地味な柄のスーツに身を固めた立ち姿は、気品にあふれていて。
どこか良い家の奥さんなのだろう。
取り囲んでいるのは、母親よりもはるかに若い女たち。
とりどりに、妖しい翳を滲ませて。
血が欲しいの。
狙った女ふたりを追い詰めると。
ごく率直に、意図を告げている。

あの、そんな・・・
だいじょうぶ、死なないように、キモチよくしてあげるからっ。
みちると名乗る女は、いとも無邪気な色をうかべて。
それでもいちばんに、迫ってくる。
華代は、若い子がお気に召したらしい。
母親似の目鼻立ちを舌、十代の少女に、ひたすら迫ってゆく。
白のハイソックス。わたしもよく履いたわよ。

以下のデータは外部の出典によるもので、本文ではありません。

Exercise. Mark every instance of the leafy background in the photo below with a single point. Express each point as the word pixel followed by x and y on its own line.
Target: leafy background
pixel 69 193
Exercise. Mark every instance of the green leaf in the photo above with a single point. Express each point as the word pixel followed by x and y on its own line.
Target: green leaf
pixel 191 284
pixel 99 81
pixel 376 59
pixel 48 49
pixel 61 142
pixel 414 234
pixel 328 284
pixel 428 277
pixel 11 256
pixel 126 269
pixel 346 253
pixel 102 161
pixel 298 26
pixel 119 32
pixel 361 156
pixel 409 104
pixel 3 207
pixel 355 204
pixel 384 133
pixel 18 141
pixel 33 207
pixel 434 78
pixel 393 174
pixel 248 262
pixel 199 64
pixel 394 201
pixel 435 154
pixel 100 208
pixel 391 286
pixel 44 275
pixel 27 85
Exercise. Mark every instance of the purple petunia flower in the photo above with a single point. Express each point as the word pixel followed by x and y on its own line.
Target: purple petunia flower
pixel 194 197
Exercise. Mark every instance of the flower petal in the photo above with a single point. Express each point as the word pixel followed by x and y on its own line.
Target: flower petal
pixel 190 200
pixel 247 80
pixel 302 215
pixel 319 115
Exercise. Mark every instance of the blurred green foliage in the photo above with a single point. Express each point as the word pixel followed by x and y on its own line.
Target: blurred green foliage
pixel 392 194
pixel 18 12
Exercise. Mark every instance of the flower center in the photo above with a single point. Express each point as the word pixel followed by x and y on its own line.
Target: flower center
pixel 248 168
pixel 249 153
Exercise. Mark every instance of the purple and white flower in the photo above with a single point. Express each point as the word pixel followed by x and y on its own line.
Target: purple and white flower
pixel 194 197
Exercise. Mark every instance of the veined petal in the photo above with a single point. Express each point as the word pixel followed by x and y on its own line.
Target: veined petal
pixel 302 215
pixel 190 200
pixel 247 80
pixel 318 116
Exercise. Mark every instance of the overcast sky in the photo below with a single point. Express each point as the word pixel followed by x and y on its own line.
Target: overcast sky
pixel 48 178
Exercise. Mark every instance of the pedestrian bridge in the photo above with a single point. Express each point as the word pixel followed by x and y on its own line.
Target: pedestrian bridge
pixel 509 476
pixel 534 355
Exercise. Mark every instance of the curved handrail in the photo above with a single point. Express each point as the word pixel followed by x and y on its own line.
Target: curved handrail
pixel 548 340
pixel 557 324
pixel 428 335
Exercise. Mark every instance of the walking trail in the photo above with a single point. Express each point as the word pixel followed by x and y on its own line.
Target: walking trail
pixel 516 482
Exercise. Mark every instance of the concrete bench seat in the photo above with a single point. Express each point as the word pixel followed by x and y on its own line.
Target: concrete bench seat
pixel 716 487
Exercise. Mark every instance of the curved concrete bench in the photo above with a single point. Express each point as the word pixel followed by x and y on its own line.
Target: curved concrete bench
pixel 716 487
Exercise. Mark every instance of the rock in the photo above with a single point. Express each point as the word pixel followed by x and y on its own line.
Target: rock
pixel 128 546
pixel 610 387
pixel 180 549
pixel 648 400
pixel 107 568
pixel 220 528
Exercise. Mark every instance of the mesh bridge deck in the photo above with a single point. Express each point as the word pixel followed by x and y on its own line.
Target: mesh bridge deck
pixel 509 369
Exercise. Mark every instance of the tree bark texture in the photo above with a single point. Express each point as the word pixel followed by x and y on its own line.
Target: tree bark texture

学校かよっていたときに。
うっとりと思いに耽るように。
まず少女の脚に牙を忍ばせてゆく。
怯えのあまり、声もだせないまま。
少女は血を吸い取られてゆく。
ひっ・・・
身をすくめた母親に、影を重ねていったのは、歌枝子。
お許しくださいね。
いつもの控えめな口調に、どす黒いものを滲ませて。
女のうなじに、唇を這わせる。
飢えている・・・
初体験の女にも、ありありとわかるほど。
はぜる血潮を呑み込む勢いに、くらくら力を喪ってゆく。
裕美が肌色のストッキングの脚にとりついて、おもうさまいたぶりはじめているのは・・・もういうまでもない。
若い子。いいわ・・・
尻もちをついた娘のうなじを吸っているのは、みちる。
さっきから白のハイソックスをくしゃくしゃにたるませながら脚をいたぶっている華代と競うようにして。
はじけるほどに若い、少女の血潮を。仲良く分け合っている。

夜の草むらのなか。
きゅうきゅう。ちゅちゅ・・・っ。
美味しそうな吸血の音が、いつまでもいつまでも、
静かになってだらりと横たわる、哀れな母娘におおいかぶさっていた。


あとがき
前作みたいに良い橋渡し役がいないと。
妖花たちもコワさを発揮するようです。